The Duke of Friedland had retreated
thither, and was followed on the morrow by the scattered
remains of his army, without artillery, without colours,
and almost without arms. The Duke of Weimar, it
appears, after the toils of this bloody day, allowed
the Swedish army some repose, between Lutzen and Weissenfels,
near enough to the field of battle to oppose any attempt
the enemy might make to recover it. Of the two
armies, more than 9,000 men lay dead; a still greater
number were wounded, and among the Imperialists, scarcely
a man escaped from the field uninjured. The entire
plain from Lutzen to the Canal was strewed with the
wounded, the dying, and the dead. Many of the
principal nobility had fallen on both sides.
Even the Abbot of Fulda, who had mingled in the combat
as a spectator, paid for his curiosity and his ill-timed
zeal with his life. History says nothing of prisoners;
a further proof of the animosity of the combatants,
who neither gave nor took quarter.
Pappenheim died the next day of his
wounds at Leipzig; an irreparable loss to the imperial
army, which this brave warrior had so often led on
to victory. The battle of Prague, where, together
with Wallenstein, he was present as colonel, was the
beginning of his heroic career. Dangerously wounded,
with a few troops, he made an impetuous attack on a
regiment of the enemy, and lay for several hours mixed
with the dead upon the field, beneath the weight of
his horse, till he was discovered by some of his own
men in plundering. With a small force he defeated,
in three different engagements, the rebels in Upper
Austria, though 40,000 strong. At the battle
of Leipzig, he for a long time delayed the defeat
of Tilly by his bravery, and led the arms of the Emperor
on the Elbe and the Weser to victory. The wild
impetuous fire of his temperament, which no danger,
however apparent, could cool, or impossibilities check,
made him the most powerful arm of the imperial force,
but unfitted him for acting at its head. The battle
of Leipzig, if Tilly may be believed, was lost through
his rash ardour. At the destruction of Magdeburg,
his hands were deeply steeped in blood; war rendered
savage and ferocious his disposition, which had been
cultivated by youthful studies and various travels.
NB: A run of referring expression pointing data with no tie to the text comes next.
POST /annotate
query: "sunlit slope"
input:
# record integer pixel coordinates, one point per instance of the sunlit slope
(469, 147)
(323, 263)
On his forehead, two red streaks, like swords, were
perceptible, with which nature had marked him at his
very birth. Even in his later years, these became
visible, as often as his blood was stirred by passion;
and superstition easily persuaded itself, that the
future destiny of the man was thus impressed upon
the forehead of the child. As a faithful servant
of the House of Austria, he had the strongest claims
on the gratitude of both its lines, but he did not
survive to enjoy the most brilliant proof of their
regard. A messenger was already on his way from
Madrid, bearing to him the order of the Golden Fleece,
when death overtook him at Leipzig.
Though Te Deum, in all Spanish and
Austrian lands, was sung in honour of a victory, Wallenstein
himself, by the haste with which he quitted Leipzig,
and soon after all Saxony, and by renouncing his original
design of fixing there his winter quarters, openly
confessed his defeat. It is true he made one
more feeble attempt to dispute, even in his flight,
the honour of victory, by sending out his Croats next
morning to the field; but the sight of the Swedish
army drawn up in order of battle, immediately dispersed
these flying bands, and Duke Bernard, by keeping possession
of the field, and soon after by the capture of Leipzig,
maintained indisputably his claim to the title of victor.
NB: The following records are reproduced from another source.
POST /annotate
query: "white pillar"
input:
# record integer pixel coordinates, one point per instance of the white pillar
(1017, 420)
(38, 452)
But it was a dear conquest, a dearer
triumph! It was not till the fury of the contest
was over, that the full weight of the loss sustained
was felt, and the shout of triumph died away into
a silent gloom of despair. He, who had led them
to the charge, returned not with them; there he lay
upon the field which he had won, mingled with the dead
bodies of the common crowd. After a long and
almost fruitless search, the corpse of the king was
discovered, not far from the great stone, which, for
a hundred years before, had stood between Lutzen and
the Canal, and which, from the memorable disaster
of that day, still bears the name of the Stone of
the Swede. Covered with blood and wounds, so as
scarcely to be recognised, trampled beneath the horses’
hoofs, stripped by the rude hands of plunderers of
its ornaments and clothes, his body was drawn from
beneath a heap of dead, conveyed to Weissenfels, and
there delivered up to the lamentations of his soldiers,
and the last embraces of his queen. The first
tribute had been paid to revenge, and blood had atoned
for the blood of the monarch; but now affection assumes
its rights, and tears of grief must flow for the man.
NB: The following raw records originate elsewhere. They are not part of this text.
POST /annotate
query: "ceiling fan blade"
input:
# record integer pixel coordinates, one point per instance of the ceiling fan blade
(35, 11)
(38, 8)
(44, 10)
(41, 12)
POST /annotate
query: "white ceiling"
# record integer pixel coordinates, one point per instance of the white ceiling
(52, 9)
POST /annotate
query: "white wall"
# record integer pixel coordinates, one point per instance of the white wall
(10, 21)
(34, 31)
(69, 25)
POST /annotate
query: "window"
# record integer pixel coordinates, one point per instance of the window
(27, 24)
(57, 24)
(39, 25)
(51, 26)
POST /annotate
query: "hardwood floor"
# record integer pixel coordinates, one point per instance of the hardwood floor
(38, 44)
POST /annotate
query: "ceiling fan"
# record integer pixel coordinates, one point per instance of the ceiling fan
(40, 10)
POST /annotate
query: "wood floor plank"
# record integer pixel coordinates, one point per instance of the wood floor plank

The universal sorrow absorbs all individual woes.
The generals, still stupefied by the unexpected blow,
stood speechless and motionless around his bier, and
no one trusted himself enough to contemplate the full
extent of their loss.
The Emperor, we are told by Khevenhuller,
showed symptoms of deep, and apparently sincere feeling,
at the sight of the king’s doublet stained with
blood, which had been stripped from him during the
battle, and carried to Vienna. “Willingly,”
said he, “would I have granted to the unfortunate
prince a longer life, and a safe return to his kingdom,
had Germany been at peace.” But when a
trait, which is nothing more than a proof of a yet
lingering humanity, and which a mere regard to appearances
and even self-love, would have extorted from the most
insensible, and the absence of which could exist only
in the most inhuman heart, has, by a Roman Catholic
writer of modern times and acknowledged merit, been
made the subject of the highest eulogium, and compared
with the magnanimous tears of Alexander, for the fall
of Darius, our distrust is excited of the other virtues
of the writer’s hero, and what is still worse,
of his own ideas of moral dignity. But even such
praise, whatever its amount, is much for one, whose
memory his biographer has to clear from the suspicion
of being privy to the assassination of a king.
It was scarcely to be expected, that
the strong leaning of mankind to the marvellous, would
leave to the common course of nature the glory of
ending the career of Gustavus Adolphus. The death
of so formidable a rival was too important an event
for the Emperor, not to excite in his bitter opponent
a ready suspicion, that what was so much to his interests,
was also the result of his instigation. For the
execution, however, of this dark deed, the Emperor
would require the aid of a foreign arm, and this it
was generally believed he had found in Francis Albert,
Duke of Saxe Lauenburg. The rank of the latter
permitted him a free access to the king’s person,
while it at the same time seemed to place him above
the suspicion of so foul a deed. This prince,
however, was in fact not incapable of this atrocity,
and he had moreover sufficient motives for its commission.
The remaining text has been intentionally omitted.